Quando Derrida visitò tra il 1989 e il 1990 i college americani, lo fece per presentare alcune conferenze che poi sarebbero state raccolte nel volumetto ‘Forza di Legge’: uno dei due saggi, ‘Nome di Benjamin’, suona come materiale che nelle mani sbagliate potrebbe essere eretto a manifesto programmatico di legittimazione della violenza.
Nel saggio, Derrida legge in chiave provocatoria l’opera di Walter Benjamin, ‘Per la critica della violenza’, risalente al 1921: l’assunto di Derrida è quello di una riflessione, mediante metodo decostruttivo, sulla distruzione, al fine di chiedersi quale sarebbe stato il pensiero di Benjamin sulla soluzione finale nazista.
La ‘violenza’ non sta nel fatto che si ricostruisce il pensiero di un filosofo morto sotto l’avanzata del nazismo, ma che come criterio di valutazione del pensiero di Benjamin venga utilizzata proprio la soluzione finale hitleriana.

Il saggio è erudito e articolato ma soffre di un complesso strutturale che accomuna decostruzionismo e cultura della cancellazione: la falsificazione concettuale.
Tanto il decostruzionismo quanto la cultura della cancellazione hanno necessità, endemica e quasi biologica, di far scomparire il soggetto dalla loro narrazione: non importa la veridicità degli assunti, la scientificità o la plausibilità metodologica perseguita, conta soltanto lo scopo finale, quasi mistico, della giustizia sociale.

In un interessante saggio del 2013, apparso sulle pagine della rivista Scienza e Filosofia, ‘Le relazioni pericolose. Fraintendimenti, beffe e falsi tra scienze e humanities’, Francesca Romana Capone ha dimostrato come assai spesso i nomi celebri del decostruzionismo contemporaneo, da Lacan a Latour, passando per Deleuze e Guattari, abbiano abusato di termini roboanti presi di peso dalle scienze dure, sbagliandone completamente il senso. In poche parole, falsificando. Ciò che è davvero interessante è l’idea che nessuno dei falsificatori, messo alle strette, abbia mai dimostrato il minimo imbarazzo.
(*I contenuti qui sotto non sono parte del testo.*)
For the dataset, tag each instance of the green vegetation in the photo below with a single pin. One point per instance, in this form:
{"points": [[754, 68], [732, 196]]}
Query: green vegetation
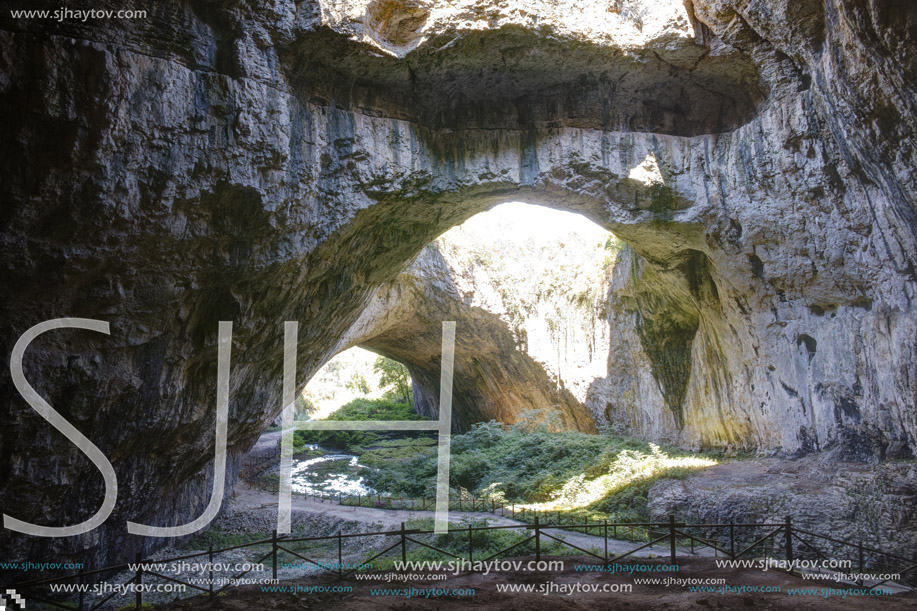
{"points": [[605, 475], [394, 375]]}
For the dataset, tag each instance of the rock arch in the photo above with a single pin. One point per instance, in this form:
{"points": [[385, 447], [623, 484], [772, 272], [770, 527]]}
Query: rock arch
{"points": [[264, 166]]}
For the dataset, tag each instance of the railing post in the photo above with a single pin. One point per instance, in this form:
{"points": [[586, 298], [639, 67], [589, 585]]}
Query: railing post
{"points": [[789, 542], [404, 544], [732, 538], [537, 540], [672, 538], [139, 581], [274, 554], [80, 581]]}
Nessuno dei loro sostenitori si sentirebbe tradito nello scoprire che gran parte dei termini scientifici usati dai loro beniamini siano utilizzati in maniera fallace.

Per farsi scudo davanti sensate e motivate critiche, si sono azionati dispositivi corporativi di difesa, una sorta di principio di autorità secondo il quale se un dato venerato maestro asserisce una bestialità lo sta comunque facendo pour cause. Se i fatti contraddicono la teoria, sembrano suggerire, tanto peggio per i fatti. Un pensiero che espunge l’essere umano dal riconoscimento di una dignità ontologica, relegandolo a mera comparsa di un gioco sociale del tutto ideologizzato. Quando il mondo accademico legato alle teorie critiche della sessualità, come queer e gender studies, venne squassato dalla beffa conosciuta come affaire Sokal, la reazione finale non fu di seria o severa riflessione ma di feroce critica a chi aveva dimostrato tutta la loro scarsissima scientificità.

Il professore di fisica Alan Sokal, di orientamento liberal, sul finire degli anni novanta disgustato dalla totale assenza di metodologia scientifica in alcuni nuovi rami delle scienze sociali e soprattutto in quelle che maggiormente attingevano al decostruzionismo, come la teoria critica razziale e i gender studies, elaborò un testo assolutamente non-sense, ma strutturato indulgendo negli stilemi stilistici stereotipici di quel mondo.

Il ‘saggio’, Trasgredire le frontiere: verso un’ermeneutica trasformativa della gravità quantistica, venne incredibilmente pubblicato sulle pagine della rivista Social Text, nel 1996. A riprova della giustezza dei suoi assunti di partenza, ovvero la totale mancanza di serietà metodologica, tanto delle nuove leve quanto dei maestri del decostruzionismo e delle teorie critiche, Sokal pubblicò un ampio volume sempre in quegli anni, dal titolo ‘Imposture intellettuali’, nel quale dava conto delle peggiori bestialità scritte dai pezzi da novanta del post-strutturalismo. L’esperimento sarebbe stato replicato alcuni anni dopo, da parte di altri ricercatori. Anche in questo caso, il risultato fu sconcertante.